Broken and Bankrupt Egypt spends £1.7million on tear gas cannisters

on Tuesday, February 26, 2013

It has been revealed that despite nearing bankruptcy, the Egyptian government last month spent £1.7 million GB Pounds on 140,000 U.S. sourced tear-gas canisters; amid a wave of police brutality that 21 human rights groups this week labelled a return to Mubarak-era state repression.

The emergency order was made at the end of January by Egypt’s interior ministry, according to records retrieved by Egyptian newspaper al-Masry al-Youm. It came at the start of a week of civil unrest sparked by protests against President Morsi, his Muslim Brotherhood party, and severe police malpractice.

At a time when Egypt’s foreign reserves have halved since 2011, with the government now unable to pay for fuel subsidies and much feet dragging about a much delayed $4.8 billion IMF loan, opposition activists in Egypt are questioning whether this is the best use for the money.

The opposition also see it as another example of the government’s unwillingness to rein in the police force, whose brutality was a major cause of the 2011 revolution that toppled Hosni Mubarak, and whose behaviour has come under renewed scrutiny this year.

Hussein Abdel Ghany, a spokesman for the National Salvation Front, a disparate collection of non-Islamist opposition parties told the media “It’s the same tactics the Mubarak regime used – spending taxpayers’ money to kill the sons of taxpayers and at the same time they’re cutting gas subsidies and raising taxes on cigarettes, which the only way some people get any joy.”

Tear-gas has been repeatedly used during protests this year, at times so much has been used that it has made parts of Cairo unsafe to travel through. At one point in January, Tahrir Doctors – a group of volunteer medics who treat protesters hurt in clashes – warned that teargas in Tahrir Square had reached dangerous levels.

But the teargas is just one part of a wave of violence that led 21 Egyptian rights groups to claim on Thursday that police brutality is as serious – or in some cases worse – than it was the dictatorship of Mubarak.  Since the start of the current unrest, sparked by the two-year anniversary of Mubarak’s toppling on 25 January, activists say at least 70 protesters have been tortured, with hundreds more detained without trial. In some cases, protesters have been murdered and raped.

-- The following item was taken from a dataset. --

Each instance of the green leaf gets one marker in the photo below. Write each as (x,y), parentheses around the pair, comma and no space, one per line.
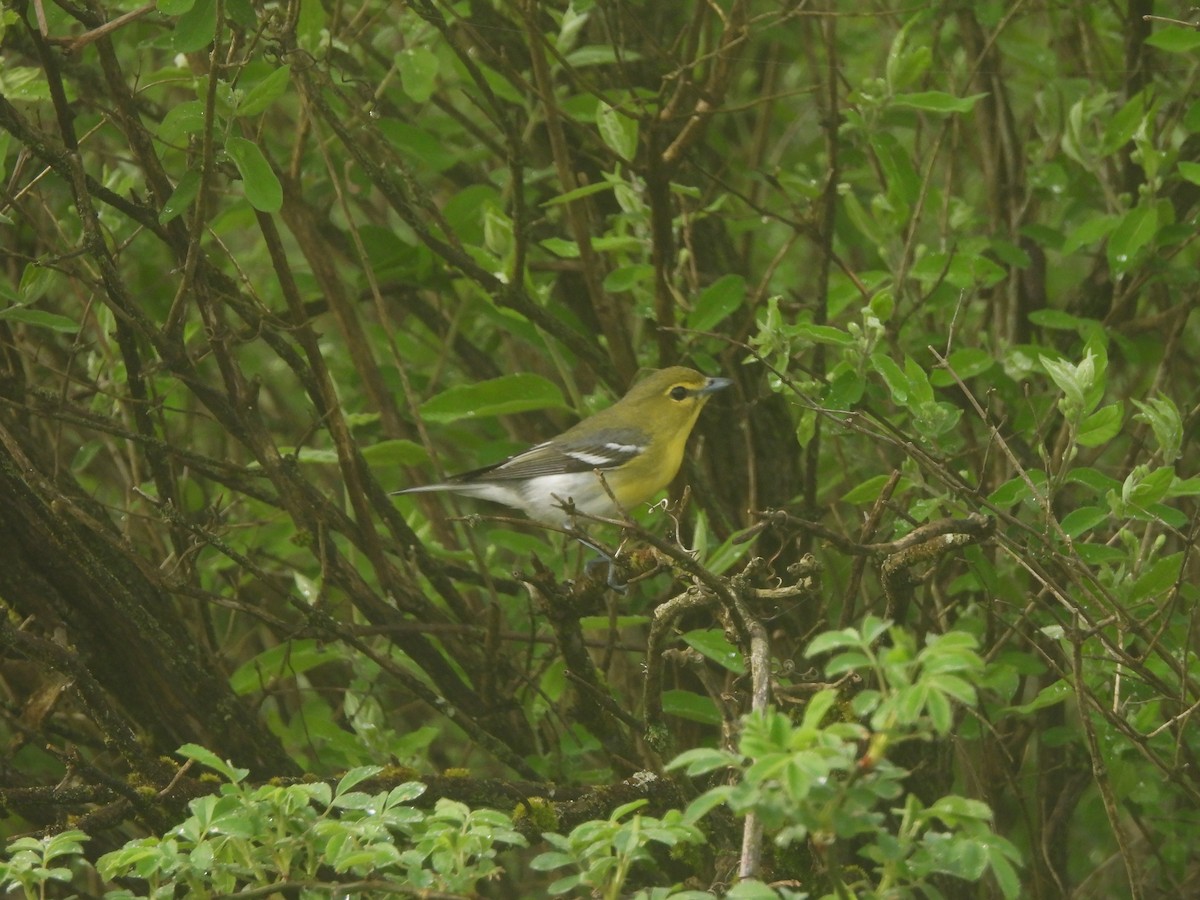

The number of male activists raped in custody is higher than it has been for at least a decade according to the director of the Egyptian Initiative for Personal Rights, Hossam Bahgat..

Mohamed el-Guindy, a left-wing activist, was abducted for four days before being found at a hospital in a coma. Authorities claimed he had died in a car crash, but rights activists said they found torture marks on his tongue, as well as signs of strangulation and electrocution. Lawyers said he was abducted by police after a protest in late January before being held in a police camp outside Cairo. “You couldn’t recognise his face from a photograph, it was so swollen,” said Islam Khalifa, a human rights lawyer investigating Guindy’s death, who had visited him in hospital before he died.

Despicably, hundreds of children are also being targeted. At least 200 have been arrested, and many beaten, according to Amr Imam, a lawyer at the Hisham Mubarak Law Centre. “The government thinks these children hold the torch of the revolution,”.  The government views many of them as potential revolutionaries that must be destroyed.   In one particularly abhorrent report,  a 13-year-old cancer patient from Alexandria, Mahmoud Adel, was detained in an adult penal facility for more than a week without access to his cancer treatment.

Allies of Morsi argue that it is unreasonable to blame the president for police malpractice, arguing that it will take 15 years to reform institutions so powerful and self-serving as the interior ministry and the police. ”If it took them 60 years to build a system that corrupt, imagine how long it will take to reform it,” said the Muslim Brotherhood’s Gehad al-Haddad last month.

But Heba Morayef, head of the Egypt branch of Human Rights Watch, said Morsi has shown little inclination for police reform so far. “It’s not just that he hasn’t delivered on any changes, it’s that he hasn’t publicly acknowledged that there is a serious problem of police abuse,” Morayef has said.